Update Nov 2015: I still do yoga in little bits throughout the day mostly. It’s rare that I do a whole hour or more session…simply because that isn’t what my body needs…listening to that is true yoga but studio yoga classes aren’t really set up for those of us who need to do it that way. This is why I’ve always done most of my practice at home, as well as out and about. I do yoga all over the place, actually. Quick standing yoga stretches can be done almost anywhere as long as you don’t mind people looking at you oddly on occasion. If you do, finding a restroom for a quick stretch is good.

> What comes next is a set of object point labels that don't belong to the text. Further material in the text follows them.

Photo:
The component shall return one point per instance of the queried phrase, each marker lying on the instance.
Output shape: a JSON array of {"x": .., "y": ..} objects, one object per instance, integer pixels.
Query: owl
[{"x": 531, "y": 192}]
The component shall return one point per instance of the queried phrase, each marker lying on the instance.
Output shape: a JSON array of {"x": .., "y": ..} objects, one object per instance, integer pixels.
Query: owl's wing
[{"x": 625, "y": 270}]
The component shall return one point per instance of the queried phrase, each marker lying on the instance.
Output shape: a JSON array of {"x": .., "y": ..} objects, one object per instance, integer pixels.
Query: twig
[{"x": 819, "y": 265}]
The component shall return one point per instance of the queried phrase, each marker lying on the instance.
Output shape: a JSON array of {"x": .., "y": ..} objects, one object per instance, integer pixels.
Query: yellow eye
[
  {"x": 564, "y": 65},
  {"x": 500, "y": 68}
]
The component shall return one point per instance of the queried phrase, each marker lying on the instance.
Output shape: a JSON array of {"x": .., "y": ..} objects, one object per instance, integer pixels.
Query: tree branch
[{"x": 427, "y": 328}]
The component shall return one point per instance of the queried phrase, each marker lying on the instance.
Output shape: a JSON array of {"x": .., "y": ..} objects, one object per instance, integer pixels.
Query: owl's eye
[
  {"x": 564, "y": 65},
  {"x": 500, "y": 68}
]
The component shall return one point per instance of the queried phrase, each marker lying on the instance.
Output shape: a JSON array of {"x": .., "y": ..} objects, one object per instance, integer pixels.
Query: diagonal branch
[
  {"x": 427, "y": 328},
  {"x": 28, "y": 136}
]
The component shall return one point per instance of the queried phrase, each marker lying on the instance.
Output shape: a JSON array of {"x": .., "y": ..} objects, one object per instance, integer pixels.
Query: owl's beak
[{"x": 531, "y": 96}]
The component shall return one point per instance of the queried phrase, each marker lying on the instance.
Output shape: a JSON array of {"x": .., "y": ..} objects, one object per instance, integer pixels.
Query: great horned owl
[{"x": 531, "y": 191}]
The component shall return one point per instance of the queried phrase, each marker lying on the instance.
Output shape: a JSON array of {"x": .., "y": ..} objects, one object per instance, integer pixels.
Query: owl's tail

Because of global and broad hypersensitivity (caused by the psych drug injury) sometimes two minutes of yoga is exactly the right amount. Sometimes two minutes of yoga right now, five minutes a hour from now and ten minutes before bed is just right. This makes taking classes difficult sometimes and impossible other times. There are many occasions during which more than a few minutes of yoga can put my nervous system into overdrive. Learning just the right amount has been critical.
Listening to the body is very important. Even yoga done when the nervous system isn’t up for it can be counter-productive. Healing from this injury requires nurturing the autonomic nervous system in ways few people trained to teach yoga understand. That said, I’ve found many teachers who are more than happy to trust that I know what my body needs. Find those teachers and work with them if you need a teacher. A good yoga instructor will know to trust your sense of your own body.
I did most of my initial rehabilitation (from having been bedridden) at home on my own where I could listen to my body and do only what I could handle. So that meant, at first, just raising a leg in the air while still in bed and rotating my ankle. I did that with my arms as well. Slowly, slowly I got out of bed. I used a lot of youtube yoga videos. They’re free and there are 100s available to choose from. I always listened to my body and started and stopped videos a lot and just learned poses one by one etc. I had a lot of time on my hands. There was no rush.
What I discovered as I improved is that with this nervous system injury even now, when I perhaps can walk for 40 minutes in the woods or dance for an hour (those capacities do vary as well), that yoga, somehow, because of how it tends deeply to the nervous system is really powerful and I need to be additionally careful with it…so yeah, often LESS is more. This is critically important to understand for those with serious nervous system injuries like those with protracted psych drug withdrawal syndromes. On those days I don’t go without yoga, but I do a very minimal routine to stretch and remain mobile.
Restorative yoga (the kind where the entire hour class is only 3 or 4 poses laying down) is different in that it’s often easier to tolerate. These days for me it’s almost always a wonderful treat. Early on however even restorative yoga was far too much simply because being still for too long was impossible in that the chaos in my body was totally impossible to sit with for that long. I used to practice meditation in those days a couple of minutes at a time, so laying down for an hour in a class wasn’t therapeutic in the least…in fact it was re-traumatizing at that time.
Now though with other kinds of yoga, it’s not about chaos in the body that makes me need to stop…it’s literally about the nervous system getting overstimulated and if I don’t pay attention I end up regretting it later with days stuck at home again. I’m not sure the language I’m using is clear…but I suspect folks who have this sort of injury will know what I’m saying. Mostly I want to talk about trusting oneself with exercise in general and not overdoing it. I get email sometimes from folks who are dealing with psychiatric drug withdrawal syndrome who assume yoga is safe and they go to a class and get really messed up. This can happen with any style of yoga when we’re very sensitive…even the gentle sorts. Starting really slowly and gently is very important so that you get to know what your body can handle.
Bottom line for everyone, regardless of injury or state of well-being, listening to the body and deeply honoring it’s limits is important when practicing yoga.